Reducing inference latency in robotics is critical to smooth robotics. To be explicitly clear, I’m talking about worst-case per action inference latency.

The strategy that generally has been persued is action chunking. This strategy leverages predicting the next few actions from a specific observation. This clearly would reduce the average action inference latency by reducing the number of inferences that you are doing. But every few timesteps, you will still have to do an inference which would take much longer. This results in a choppy execution pattern where sometimes you move fast, sometimes you just stop and wait for the model to finish running. There’s a simple enough trick here using pipelining. At training time for a sequence model that takes in a sequence of observations and predicts a sequence of actions, you would predict the actions associated with the next observation as well as the current observation. There’s a critical problem with this approach that stems from control theory. Simple analogy to represent the problem: if you were asked to close your eyes and walk in a straight line, odds are you can’t do it. In other words, open loop control builds error exponentially in time. With the overlapping action prediction you are still running a problem, if you discover new information in the next timestep, you have no way of capturing that information in your prediction of the action at that timestep, because you entirely relied on the past observation to make that observation. So is there a way to make a partial action prediction that could be refined with more information from the world?

Recently, there was a paper titled Diffusion Forcing. I’ll briefly sketch what the paper discusses. It explores how diffusion can be applied to sequence modeling problems by using a per-timestep diffusion level. For instance, if you had a world model and wanted to use diffusion forcing, you would noise each observation in the episode with a different diffusion level. This approach contrasts with methods like Video Diffusion Models.

Side note, I’ve tried video diffusion models for robotics applications which is an alternative approach. It worked but tuning it was a huge pain.
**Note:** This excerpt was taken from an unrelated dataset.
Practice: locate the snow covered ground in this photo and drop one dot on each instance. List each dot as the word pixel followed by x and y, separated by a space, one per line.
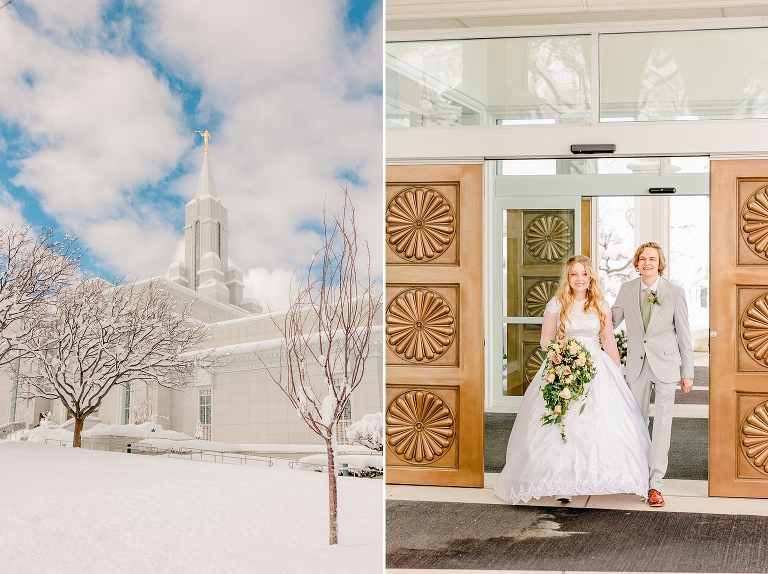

I had to carefully assign learning rates to the actions and observations independently in the sampling. Also deploying gradient descent methods on edge hardware isn’t trivial. Edge hardware can lack the kernels for training. My conspiratory belief is that hardware makers want you to buy their training hardware or consumer graphics cards as opposed to their edge inference machines for training applications. Therefore, they handicap training applications on edge inference hardware.

In diffusion forcing, authors take the forward diffusion process in DDPM style training as a “partial masking” in the style of casual masking from transformers. With this perspective you can explicitly represent your uncertainty about the future. Let’s walk through it. Imagine that you have a trajectory model that predicts observations and actions now. You train it using diffusion forcing on a trajectory dataset. You could now start predicting the future actions while holding the noise levels of the unknown observations steady. In other words, you can start denoising the actions a bit, then when the observations are ready, you can then assign the observations some value close to certainty. Then you complete the rollout of the actions. While you do this rollout, you also start the partial rollout of the future actions. Therefore, you can reduce the number of diffusion steps you are taking for a given action at the time of prediction because you’ve already partially decoded it relying more on the past information.

Also, I have the feeling that in the nominal case, you could actually jump directly to the fully decoded action really quickly, bringing it on par with the pipelined case. For example, if a new observation reveals nothing new about the environment, the model should be able to just move forward by taking the partially denoised prediction and using the DDPM reverse process equation to recover \(x_0\) directly. I believe you could verify this by looking at the partially denoised observation prediction in your trajectory model. If your prediction is close to the real observation, then you already have the information to jump to the right answer. Mind you, the math doesn’t entirely support this. You should really use a DDIM based approach to reduce the number of steps in a more continuous fashion. For example, you change the number of steps using the DDIM formulation from 200 -> 20 if you know that the predicted observation is close to the observed observation (lol ik observed observation).

In terms of deployment, edge hardware has had a lot of work done recently in terms of getting huge models to be able to run. However, they run deadly slowly. If you imagine using the above inference latency hiding method, you could build a single model that’s runnable across many target hardware platforms by varying how many future action predictions are happening. You could do this in conjunction with DDIM like formulations which reduce the overall number of diffusion steps that need to be taken. This will of course cut performance, but that what you get for being cheap and buying shit hardware :).

I should note, I think there’s a way to do the same thing with a 2 timestep attentive model. I don’t think this is really unique to diffusion forcing, but as someone that spends a lot of time thinking of ways to run models on embedded hardware, I find this application fascinating.